Il n'est pas certain que l'on ait envie d'être relevé du doute permanent qui nous habite au cours de cette promenade dans Le jardin aux sentiers qui bifurquent. On accepte volontiers d'être les dupes de ces Artifices, conçus comme le tour le plus impressionnant d'un prestidigitateur exercé. -- Sana Tang-Léopold Wauters
Mon avis
Vous l'aurez compris, il s'agit là d'un recueil de nouvelles fantastiques pour le moins frappant. Il se compose de 17 récits, articulés en deux parties : Le jardin aux sentiers qui bifurquent (1941), plutôt axé sur les jeux littéraires et historiques, qui rapprochent à mon sens Borges des jeux oulipiens, et inversement, et Artifices (1944), sur des thèmes plus sombres et intimistes. Je ne vais pas commenter chacun d'eux, seulement dire deux ou trois mots des quelques-uns qui m'ont particulièrement frappé.
Beaucoup de récits sont des critiques d'auteurs ou de livres imaginaires, tels que Tlön, Uqbar, Orbis Tertius où un livre fictif devient réel au point de prendre le pas sur l'Histoire, L'approche d'Almotasim, Examen de l'œuvre d'Herbert Quain, ou l'excellentissime Pierre Ménard, auteur du Quichotte où Borges raconte la prouesse littéraire d'un auteur français, Pierre Ménard, qui a volontairement, et sans lire le texte original, réécrit à l'identique l'œuvre de Cervantès.
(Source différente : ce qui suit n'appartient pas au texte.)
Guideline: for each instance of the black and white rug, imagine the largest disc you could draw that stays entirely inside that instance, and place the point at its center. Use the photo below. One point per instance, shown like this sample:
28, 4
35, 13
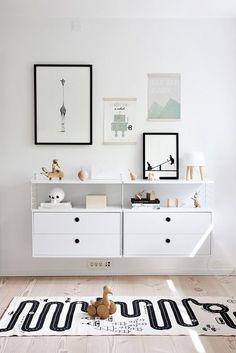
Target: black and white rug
36, 316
Sans se départir d'un humour à froid génialissime, Borges en conclut que cette version moderne, qui bien que rigoureusement similaire, est supérieure à l'originale puisque si Cervantès s'exprime dans un langage commun pour un Ibère du siècle d'or, Pierre Ménard lui a opté pour un espagnol archaïsant pour son époque, dans une tentative de reconstruction historico-littéraire absolument unique.
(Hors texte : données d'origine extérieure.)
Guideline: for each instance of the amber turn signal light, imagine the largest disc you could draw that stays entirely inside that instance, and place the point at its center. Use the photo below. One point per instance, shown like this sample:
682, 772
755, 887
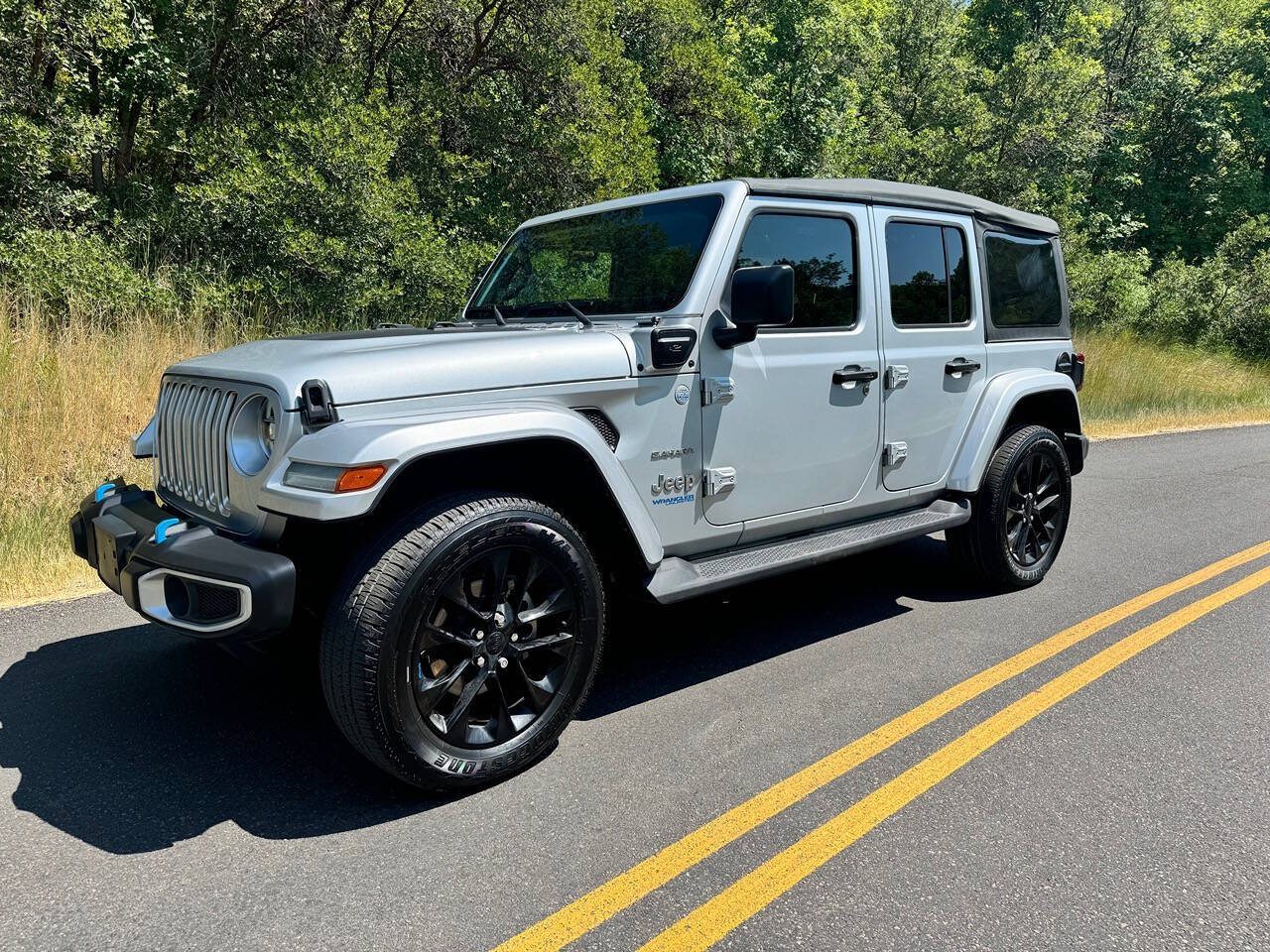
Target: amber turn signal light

La bibliothèque de Babel est quant à lui le récit autobiographique d'un bibliothécaire dans un monde étrange qui n'est qu'une gigantesque bibliothèque, superposition d'étages hexagonaux, sensée contenir tous les ouvrages possibles et imaginables. Se posent alors les questions métaphysiques liées à un tel monde : à quel dessein sont voués les bibliothécaires ? Se trouve-t-il un livre qui résume tous les autres ? Qu'en est-il des différents courants de pensée quant à sa recherche ? Sur un ton doux-amer, c'est une véritable parabole du mysticisme et de la vanité de l'existence qui s'articule devant nous. Il est à noter qu'on trouve une référence à cette nouvelle, sans doute la plus célèbre de Borges, dans le roman Le nom de la rose d'Umberto Eco dans la description de la bibliothèque octogonale du monastère, et ce jusqu'au bibliothécaire aveugle Jorge de Burgos...
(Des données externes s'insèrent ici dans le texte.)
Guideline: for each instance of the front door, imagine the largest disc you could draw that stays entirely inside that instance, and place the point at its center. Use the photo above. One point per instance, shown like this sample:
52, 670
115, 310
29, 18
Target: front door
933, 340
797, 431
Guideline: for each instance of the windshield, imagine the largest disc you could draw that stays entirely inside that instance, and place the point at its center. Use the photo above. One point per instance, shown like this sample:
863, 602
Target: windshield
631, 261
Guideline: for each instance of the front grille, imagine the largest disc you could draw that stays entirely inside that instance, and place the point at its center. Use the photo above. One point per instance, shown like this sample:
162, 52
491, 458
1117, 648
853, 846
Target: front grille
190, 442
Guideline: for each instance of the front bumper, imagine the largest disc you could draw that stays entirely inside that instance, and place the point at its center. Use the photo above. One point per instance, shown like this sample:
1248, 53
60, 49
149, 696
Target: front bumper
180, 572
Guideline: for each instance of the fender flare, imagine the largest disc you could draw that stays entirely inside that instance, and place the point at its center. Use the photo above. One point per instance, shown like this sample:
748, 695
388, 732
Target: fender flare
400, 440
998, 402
Je conseille aussi l'étrange Les ruines circulaires sur un magicien qui cherche à créer un autre homme, Funes ou la mémoire sur un paraplégique doté d'une mémoire illimitée (pour les lecteurs de L'homme qui prenait sa femme pour un chapeau), les nouvelles policières Thème du traître et du héros et La mort et la boussole, et enfin le subtil Trois versions de Judas qui en étonnera plus d'un. Si ce sont ces quelques nouvelles qui moi m'ont personnellement marqué, je pense que chacun peut y trouver une source de réflexion. Car c'est de cela qu'il s'agit : le fantastique de Borges n'est que prétexte à une réflexion intense et surprenante (à moins que cela n'en soit que le produit). Il détourne un aspect de notre monde ou crée un nouveau monde de toute pièce, mais aborde toujours cela sereinement, avec érudition et détachement (ce qui le mène tantôt à l'humour, tantôt au désespoir, tantôt au cynisme). Et au final c'est notre propre vision du monde qui change : Borges nous apprend à voir autrement. C'est un sage qui use de ses nouvelles comme des paraboles philosophiques ; et si, comme pour toute parabole, le message n'est pas clairement énoncé (il n'y a que très rarement de morale), on a malgré tout le sentiment d'avoir suivi une leçon d'un sage et d'en ressortir plus humain.